Get Log Stream from Serilog in Elasticstack

Question

I'm currently evaluating the Serilog.Sinks.Elasticsearch sink for Serilog in a .NET Core web service. I successfully managed to pump some log messages through that sink using the following config (through JSON rather than code):

    ...
    "WriteTo": [
      {
        "Name": "Elasticsearch",
        "Args": {
          "nodeUris": "http://localhost:9200",
          "connectionGlobalHeaders": "Authorization=Basic <base64 encrypted user:pwd here>",
          "indexFormat": "serilog-{0:yyyy.MM.dd}"
        }
      }
    ],
    ...

I can see and filter these messages in the Analytics->Discovery page in Kibana. However displaying e.g. just the messages in a readable manner doesn't seem to be possible (or I missed it). The Observability->Logs page would provide that, but I can't see the logs in there. (I can see them there if I do .NET -> file -> filebeat -> elasticsearch, but not with the Elasticsearch sink)

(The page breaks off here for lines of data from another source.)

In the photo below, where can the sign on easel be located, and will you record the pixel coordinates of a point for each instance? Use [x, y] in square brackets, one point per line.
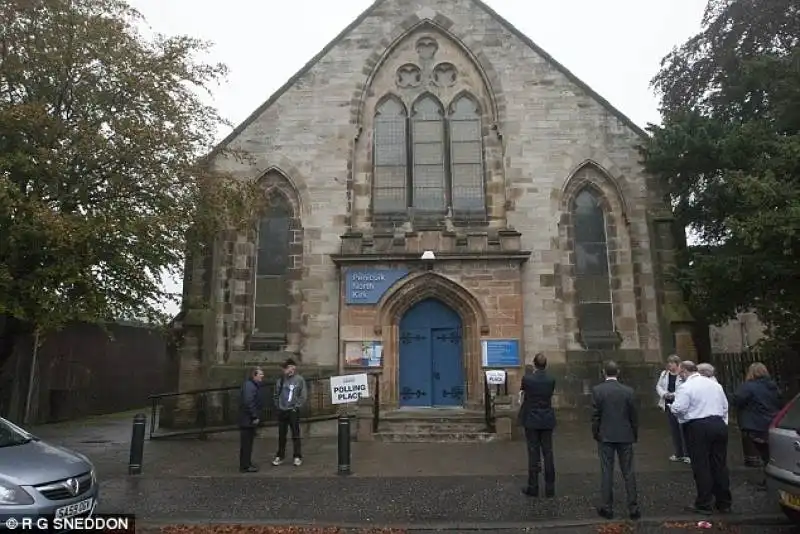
[496, 377]
[349, 388]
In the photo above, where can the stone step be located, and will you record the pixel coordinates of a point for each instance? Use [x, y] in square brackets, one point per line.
[430, 426]
[435, 437]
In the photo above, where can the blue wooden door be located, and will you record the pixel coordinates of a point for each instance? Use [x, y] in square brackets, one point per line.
[431, 371]
[448, 376]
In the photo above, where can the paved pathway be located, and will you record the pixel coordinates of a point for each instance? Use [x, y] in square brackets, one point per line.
[392, 484]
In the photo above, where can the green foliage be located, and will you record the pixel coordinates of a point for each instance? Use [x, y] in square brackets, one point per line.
[100, 134]
[729, 150]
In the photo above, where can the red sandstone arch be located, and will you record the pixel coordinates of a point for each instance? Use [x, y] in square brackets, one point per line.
[408, 292]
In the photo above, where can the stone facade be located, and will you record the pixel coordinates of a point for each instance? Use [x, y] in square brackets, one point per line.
[506, 250]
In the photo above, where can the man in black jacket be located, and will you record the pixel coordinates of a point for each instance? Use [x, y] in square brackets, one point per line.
[538, 418]
[250, 407]
[615, 427]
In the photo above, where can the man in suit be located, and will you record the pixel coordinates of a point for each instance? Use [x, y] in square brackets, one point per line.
[538, 418]
[615, 427]
[250, 406]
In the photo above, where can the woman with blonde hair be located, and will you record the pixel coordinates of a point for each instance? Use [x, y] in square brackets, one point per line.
[667, 384]
[758, 400]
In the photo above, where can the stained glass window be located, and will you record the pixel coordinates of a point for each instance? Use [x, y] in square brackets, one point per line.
[466, 159]
[272, 266]
[428, 191]
[592, 278]
[390, 180]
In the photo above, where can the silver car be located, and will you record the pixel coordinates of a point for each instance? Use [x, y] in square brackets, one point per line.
[783, 469]
[39, 480]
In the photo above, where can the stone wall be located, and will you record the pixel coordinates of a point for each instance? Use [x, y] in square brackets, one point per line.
[545, 135]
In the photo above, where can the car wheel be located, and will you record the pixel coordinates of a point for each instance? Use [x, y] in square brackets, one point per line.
[792, 514]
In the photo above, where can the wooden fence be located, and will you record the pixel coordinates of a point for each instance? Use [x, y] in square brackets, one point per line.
[784, 367]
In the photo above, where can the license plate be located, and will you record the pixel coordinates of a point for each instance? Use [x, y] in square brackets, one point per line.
[74, 509]
[792, 501]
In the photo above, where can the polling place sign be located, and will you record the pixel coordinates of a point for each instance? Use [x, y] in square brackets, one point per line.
[349, 388]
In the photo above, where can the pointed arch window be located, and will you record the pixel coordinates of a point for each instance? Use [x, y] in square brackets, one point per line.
[428, 152]
[272, 269]
[592, 273]
[466, 159]
[428, 160]
[390, 155]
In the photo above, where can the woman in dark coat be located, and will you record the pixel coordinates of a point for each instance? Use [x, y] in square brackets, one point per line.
[757, 400]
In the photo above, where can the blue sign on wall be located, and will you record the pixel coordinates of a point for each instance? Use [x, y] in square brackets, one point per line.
[500, 352]
[367, 286]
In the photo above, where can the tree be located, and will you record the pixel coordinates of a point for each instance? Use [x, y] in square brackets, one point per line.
[102, 191]
[729, 151]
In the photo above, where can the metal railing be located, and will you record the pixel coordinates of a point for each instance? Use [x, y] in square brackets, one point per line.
[207, 411]
[376, 403]
[489, 395]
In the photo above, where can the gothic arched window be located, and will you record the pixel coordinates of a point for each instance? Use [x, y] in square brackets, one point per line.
[428, 153]
[390, 156]
[466, 159]
[272, 266]
[428, 161]
[592, 276]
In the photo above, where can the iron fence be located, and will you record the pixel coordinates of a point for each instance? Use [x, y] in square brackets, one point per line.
[784, 368]
[207, 411]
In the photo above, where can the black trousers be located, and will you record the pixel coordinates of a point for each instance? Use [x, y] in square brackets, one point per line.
[247, 435]
[676, 431]
[289, 419]
[607, 453]
[540, 447]
[707, 439]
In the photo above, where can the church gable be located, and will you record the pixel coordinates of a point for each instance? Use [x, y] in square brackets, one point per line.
[361, 45]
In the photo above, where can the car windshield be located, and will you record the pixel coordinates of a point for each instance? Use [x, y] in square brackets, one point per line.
[11, 435]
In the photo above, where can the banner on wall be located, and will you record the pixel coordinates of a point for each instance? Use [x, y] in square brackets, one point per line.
[363, 353]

Do I have to configure something in Kibana or the Elasticsearch sink configuration so I can see the log stream?

Answer 1

This was a configuration issue in Kibana. If you go to the Observability->Logs page and click on Settings in the top-right area of the page you can configure your sources to either use a single Data View as used in the Analytics->Discovery page, or acumulate logs of several sources by providing the indexes.

In this case, serilog-* (compare the JSON config in the question) needed to be added to the indexes which get displayed in that page.